Alongside her music, Chadwick is a visual artist, creating the cover art for Messages to God, where the art completely reflects the intimacy of her words. As Chadwick sings about bouncing back and gaining more perspective on her life, “Drinkin’ on a Tuesday” follows these themes of not caring, not looking back, and perhaps leading with a little more humor than anything else. FLAUNT converses with Chadwick to discuss the new record, her artwork, and what she wants listeners to take away from it all.
“Drinkin’ on a Tuesday” follows a unique storyline of ebb and flows, how did you pull from your real life experiences to create this song? I think that's kinda the importance of the storyline in the song –those experiences listed are things that happen to everyone at some point in their lives, the question mark is around what each person DOES with them- how they affect you, and how, if at all, you bounce back. I’ve been through all of the things in the song, and even though sometimes I almost didn’t, I managed to bounce so far. I wanted to write a song that is like...sometimes even just a joke is enough to get you through. Sometimes that's more than enough work for one day.

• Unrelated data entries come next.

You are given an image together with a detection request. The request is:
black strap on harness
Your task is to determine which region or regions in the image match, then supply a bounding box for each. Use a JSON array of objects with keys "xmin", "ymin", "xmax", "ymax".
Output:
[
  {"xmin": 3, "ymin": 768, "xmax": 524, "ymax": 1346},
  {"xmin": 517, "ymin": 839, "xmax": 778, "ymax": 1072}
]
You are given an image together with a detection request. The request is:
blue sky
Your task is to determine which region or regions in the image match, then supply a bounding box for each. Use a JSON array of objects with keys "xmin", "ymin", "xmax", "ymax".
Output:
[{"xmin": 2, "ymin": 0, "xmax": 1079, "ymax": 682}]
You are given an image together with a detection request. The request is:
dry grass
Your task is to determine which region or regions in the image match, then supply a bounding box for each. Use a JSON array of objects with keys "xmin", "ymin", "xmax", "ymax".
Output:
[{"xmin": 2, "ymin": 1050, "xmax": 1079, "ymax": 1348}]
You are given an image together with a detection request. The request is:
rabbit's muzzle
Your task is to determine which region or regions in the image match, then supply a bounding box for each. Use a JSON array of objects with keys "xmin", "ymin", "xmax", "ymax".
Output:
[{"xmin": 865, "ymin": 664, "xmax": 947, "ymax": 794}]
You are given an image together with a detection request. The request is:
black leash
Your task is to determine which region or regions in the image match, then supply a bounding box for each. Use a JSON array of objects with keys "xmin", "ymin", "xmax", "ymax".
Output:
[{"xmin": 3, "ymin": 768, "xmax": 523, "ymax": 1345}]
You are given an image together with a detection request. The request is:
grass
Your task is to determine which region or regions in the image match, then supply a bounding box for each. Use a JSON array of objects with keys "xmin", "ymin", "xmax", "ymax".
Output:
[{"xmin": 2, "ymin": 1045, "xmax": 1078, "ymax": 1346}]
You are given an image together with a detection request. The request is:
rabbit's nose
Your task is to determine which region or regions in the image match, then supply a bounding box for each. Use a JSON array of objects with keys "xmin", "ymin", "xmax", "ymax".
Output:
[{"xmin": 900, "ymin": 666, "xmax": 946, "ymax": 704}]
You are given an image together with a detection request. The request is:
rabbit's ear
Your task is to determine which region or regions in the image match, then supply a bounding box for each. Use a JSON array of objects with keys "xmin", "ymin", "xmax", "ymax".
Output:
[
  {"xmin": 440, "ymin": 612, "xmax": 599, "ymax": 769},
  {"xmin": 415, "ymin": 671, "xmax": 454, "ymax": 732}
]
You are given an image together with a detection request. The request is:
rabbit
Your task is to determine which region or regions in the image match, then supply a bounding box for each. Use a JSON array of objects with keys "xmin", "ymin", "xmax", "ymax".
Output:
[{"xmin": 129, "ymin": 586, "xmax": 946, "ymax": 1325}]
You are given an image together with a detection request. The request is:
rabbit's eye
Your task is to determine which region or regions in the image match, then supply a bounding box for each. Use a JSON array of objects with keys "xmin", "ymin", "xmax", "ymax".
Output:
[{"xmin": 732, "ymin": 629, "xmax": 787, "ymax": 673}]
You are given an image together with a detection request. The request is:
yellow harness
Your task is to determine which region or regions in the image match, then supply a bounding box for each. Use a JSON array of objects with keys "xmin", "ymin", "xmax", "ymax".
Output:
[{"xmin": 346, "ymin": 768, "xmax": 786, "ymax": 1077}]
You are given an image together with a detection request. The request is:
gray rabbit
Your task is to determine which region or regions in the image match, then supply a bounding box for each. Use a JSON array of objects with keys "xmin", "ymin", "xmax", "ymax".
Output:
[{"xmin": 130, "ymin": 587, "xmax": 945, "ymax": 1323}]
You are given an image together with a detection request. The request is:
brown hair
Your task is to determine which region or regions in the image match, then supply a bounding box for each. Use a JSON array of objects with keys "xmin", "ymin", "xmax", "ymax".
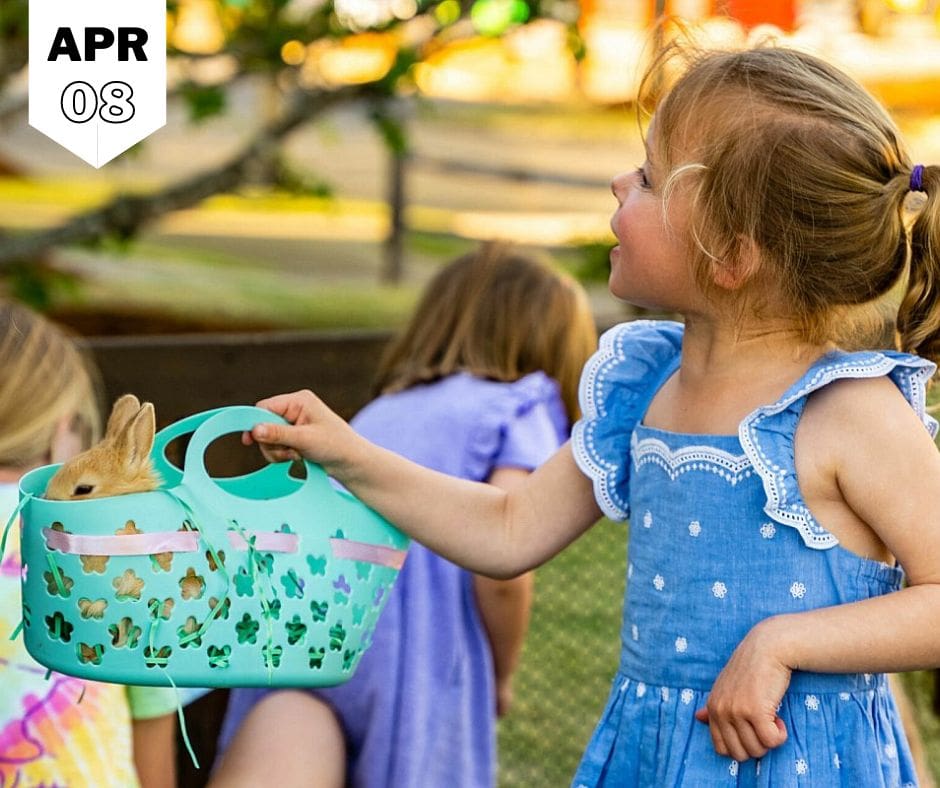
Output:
[
  {"xmin": 0, "ymin": 301, "xmax": 102, "ymax": 469},
  {"xmin": 641, "ymin": 42, "xmax": 940, "ymax": 364},
  {"xmin": 374, "ymin": 243, "xmax": 597, "ymax": 423}
]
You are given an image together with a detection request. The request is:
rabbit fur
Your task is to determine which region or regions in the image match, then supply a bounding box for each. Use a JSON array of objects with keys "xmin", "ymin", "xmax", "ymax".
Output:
[{"xmin": 45, "ymin": 394, "xmax": 162, "ymax": 500}]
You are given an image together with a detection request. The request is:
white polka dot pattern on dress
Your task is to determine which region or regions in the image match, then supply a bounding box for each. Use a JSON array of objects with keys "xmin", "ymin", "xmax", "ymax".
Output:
[
  {"xmin": 688, "ymin": 520, "xmax": 702, "ymax": 537},
  {"xmin": 789, "ymin": 581, "xmax": 806, "ymax": 599},
  {"xmin": 805, "ymin": 695, "xmax": 819, "ymax": 711},
  {"xmin": 627, "ymin": 562, "xmax": 634, "ymax": 579},
  {"xmin": 661, "ymin": 687, "xmax": 669, "ymax": 702},
  {"xmin": 631, "ymin": 624, "xmax": 639, "ymax": 641},
  {"xmin": 839, "ymin": 692, "xmax": 850, "ymax": 701},
  {"xmin": 884, "ymin": 743, "xmax": 897, "ymax": 760},
  {"xmin": 675, "ymin": 636, "xmax": 688, "ymax": 653},
  {"xmin": 636, "ymin": 682, "xmax": 646, "ymax": 698},
  {"xmin": 833, "ymin": 753, "xmax": 841, "ymax": 769},
  {"xmin": 729, "ymin": 761, "xmax": 739, "ymax": 777},
  {"xmin": 653, "ymin": 574, "xmax": 665, "ymax": 591},
  {"xmin": 760, "ymin": 522, "xmax": 776, "ymax": 539},
  {"xmin": 681, "ymin": 689, "xmax": 694, "ymax": 705},
  {"xmin": 643, "ymin": 510, "xmax": 653, "ymax": 528},
  {"xmin": 711, "ymin": 581, "xmax": 727, "ymax": 599},
  {"xmin": 795, "ymin": 759, "xmax": 808, "ymax": 775}
]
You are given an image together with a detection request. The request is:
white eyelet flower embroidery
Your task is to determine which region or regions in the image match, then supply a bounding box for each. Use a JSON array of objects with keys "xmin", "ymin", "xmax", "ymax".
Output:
[
  {"xmin": 805, "ymin": 695, "xmax": 819, "ymax": 711},
  {"xmin": 711, "ymin": 581, "xmax": 727, "ymax": 599},
  {"xmin": 789, "ymin": 581, "xmax": 806, "ymax": 599},
  {"xmin": 675, "ymin": 636, "xmax": 688, "ymax": 653},
  {"xmin": 653, "ymin": 574, "xmax": 665, "ymax": 591},
  {"xmin": 688, "ymin": 520, "xmax": 702, "ymax": 537},
  {"xmin": 661, "ymin": 687, "xmax": 669, "ymax": 702},
  {"xmin": 864, "ymin": 673, "xmax": 873, "ymax": 684},
  {"xmin": 643, "ymin": 510, "xmax": 653, "ymax": 528},
  {"xmin": 833, "ymin": 753, "xmax": 841, "ymax": 769},
  {"xmin": 636, "ymin": 682, "xmax": 646, "ymax": 698},
  {"xmin": 729, "ymin": 761, "xmax": 739, "ymax": 777},
  {"xmin": 681, "ymin": 689, "xmax": 694, "ymax": 705},
  {"xmin": 756, "ymin": 760, "xmax": 761, "ymax": 777},
  {"xmin": 631, "ymin": 624, "xmax": 639, "ymax": 641},
  {"xmin": 795, "ymin": 759, "xmax": 808, "ymax": 775},
  {"xmin": 760, "ymin": 522, "xmax": 776, "ymax": 539},
  {"xmin": 884, "ymin": 743, "xmax": 897, "ymax": 760},
  {"xmin": 627, "ymin": 562, "xmax": 634, "ymax": 579},
  {"xmin": 839, "ymin": 692, "xmax": 850, "ymax": 701}
]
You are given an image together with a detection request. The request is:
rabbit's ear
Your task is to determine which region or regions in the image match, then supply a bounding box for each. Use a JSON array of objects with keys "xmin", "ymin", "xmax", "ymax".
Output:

What was a time when you felt the “Inevitable failure” that you speak of? What does the concept of failure mean to you? I think I maybe would choose my words around that differently now, and say that..... difficult things will happen, but if you are able, you can learn from them. I think for me those difficult things were my father dying, a couple of close friends dying, always struggling with drinking and alcohol, breakdown of familial and romantic relationships, and always trying to win against my anxiety and depression. I think failure to me right now means being dishonest with myself about my behaviour, and being consciously in denial. And maybe failure to me right now means letting myself point fingers at other people when I could be looking at myself. But that's all the song too, right? Like don't beat yourself up too hard if these things do happen! There’s always tomorrow if you don’t be too reckless!
What takeaways do you hope a listener going through a similar experience may take away from this song? Haha I think I’ve probably already captured this but yeah – hey person! Things happen, and I know it's painful beyond belief. If you can, take tiny steps to be nice to yourself, try not to be too reckless and make sure you have someone around you can tell a joke to, even if it's a stranger, on a Tuesday night at some bar.
What is it like to create art for your own music? Do you use it to further express your message? Or do you find yourself associating new meanings in the process?Doing my own art is something that I began doing a very long time ago, and gradually has become more and more important to me. It's another way that I can colour the world I guess I’m trying to create for myself. I like things that seem like they exist in their own universe, and with music and the visual art I feel like I’m making a more three dimensional place people(and I) can inhabit.
How does your self-made cover art encompass the overall essence of this song? I would love to know about the figures depicted and what meanings may lie within the small details.
The painting for “Drinkin' on a Tuesday” is a still from Cassavettes ‘Husbands’ – the famous scene where they are sitting around a table drinking and they make the woman sing. I love Cassavettes (although my favourite is ‘Opening Night’) and to me this scene has pieces of a tone I’m always trying to capture with my music and both hands- a desperate hilarious profound stunning escapade that can be as brutish or as lovely as you want at any given moment, underpinned by an indescribable joy and horror of being alive, no matter what. Or, at least until you’ve had enough.